A Autoridade Nacional de Proteção de Dados (ANPD) firmou um acordo de cooperação com a União Europeia para fortalecer a proteção de crianças e adolescentes no ambiente digital. A parceria foi assinada com a Direção-Geral das Redes de Comunicações, Conteúdos e Tecnologias da Comissão Europeia (DG CONNECT) e busca ampliar o intercâmbio de informações, experiências regulatórias e boas práticas sobre segurança online.
O acordo prevê colaboração em temas considerados estratégicos para a proteção de menores na internet, incluindo mecanismos de verificação de idade, supervisão parental, remoção de conteúdos impróprios e fiscalização de plataformas digitais. As duas instituições também poderão compartilhar experiências em casos concretos e desenvolver ações conjuntas de monitoramento.

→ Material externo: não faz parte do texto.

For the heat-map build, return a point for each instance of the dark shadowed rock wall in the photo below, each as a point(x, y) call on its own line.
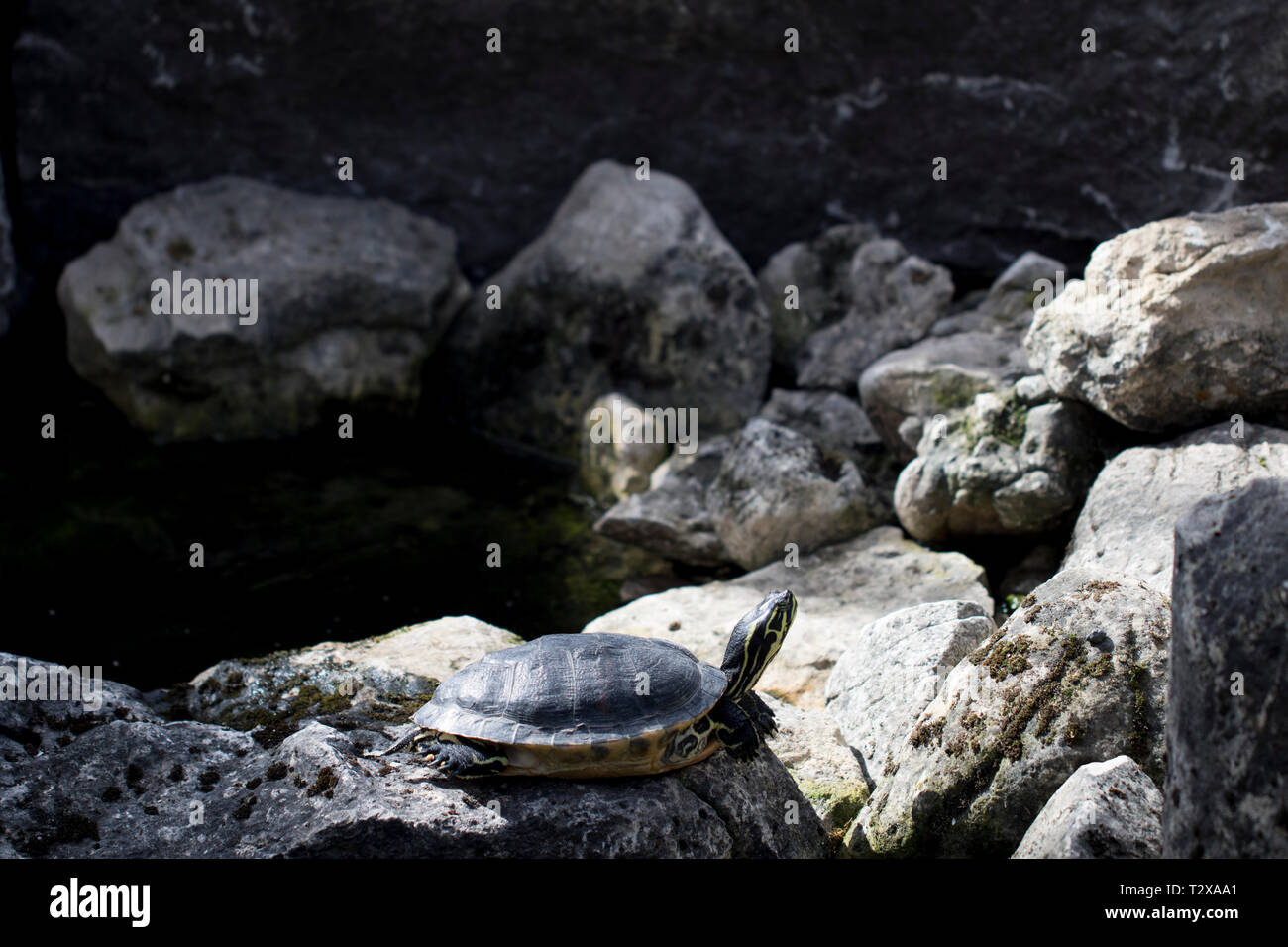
point(1048, 147)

Segundo a ANPD, a cooperação permitirá a troca de conhecimento, tecnologia e mecanismos regulatórios voltados à construção de ambientes digitais mais seguros para crianças e adolescentes. O objetivo é reduzir a exposição de menores a conteúdos inadequados e reforçar medidas de proteção em serviços digitais.

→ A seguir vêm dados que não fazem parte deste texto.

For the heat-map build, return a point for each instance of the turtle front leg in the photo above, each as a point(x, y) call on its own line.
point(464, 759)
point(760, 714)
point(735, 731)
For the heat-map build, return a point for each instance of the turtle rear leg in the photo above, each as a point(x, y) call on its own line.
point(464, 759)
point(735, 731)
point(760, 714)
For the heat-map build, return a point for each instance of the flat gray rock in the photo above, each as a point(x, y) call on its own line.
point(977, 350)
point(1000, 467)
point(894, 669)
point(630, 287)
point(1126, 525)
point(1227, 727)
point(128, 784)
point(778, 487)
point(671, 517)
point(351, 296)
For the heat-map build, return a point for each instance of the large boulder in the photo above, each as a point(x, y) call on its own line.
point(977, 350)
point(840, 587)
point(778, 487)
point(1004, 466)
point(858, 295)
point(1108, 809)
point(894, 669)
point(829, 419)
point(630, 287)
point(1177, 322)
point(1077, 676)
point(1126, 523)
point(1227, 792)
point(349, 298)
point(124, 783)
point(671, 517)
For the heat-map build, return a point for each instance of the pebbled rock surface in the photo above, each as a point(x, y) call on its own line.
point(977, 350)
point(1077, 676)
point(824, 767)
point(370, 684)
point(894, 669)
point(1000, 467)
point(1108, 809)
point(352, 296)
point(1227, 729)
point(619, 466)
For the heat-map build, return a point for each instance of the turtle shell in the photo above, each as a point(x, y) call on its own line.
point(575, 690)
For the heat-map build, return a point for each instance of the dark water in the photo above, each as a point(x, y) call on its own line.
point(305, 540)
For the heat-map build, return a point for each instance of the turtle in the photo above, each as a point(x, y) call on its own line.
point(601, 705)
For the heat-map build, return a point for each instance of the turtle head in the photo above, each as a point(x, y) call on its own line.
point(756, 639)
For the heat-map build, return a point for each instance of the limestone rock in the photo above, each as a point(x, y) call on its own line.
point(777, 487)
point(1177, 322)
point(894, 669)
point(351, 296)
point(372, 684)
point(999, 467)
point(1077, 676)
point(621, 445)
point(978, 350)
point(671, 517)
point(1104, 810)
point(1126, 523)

A iniciativa ocorre em um momento importante para a política digital brasileira. Desde março de 2026, está em vigor o Estatuto Digital da Criança e do Adolescente, conhecido como ECA Digital, que estabeleceu novas regras para plataformas online e ampliou as competências da ANPD na proteção de menores.
Entre as atribuições da ANPD estão a supervisão de mecanismos de aferição de idade e a fiscalização do cumprimento das obrigações impostas às empresas de tecnologia. A autoridade já publicou orientações preliminares sobre métodos de verificação etária, buscando equilibrar segurança e privacidade dos usuários.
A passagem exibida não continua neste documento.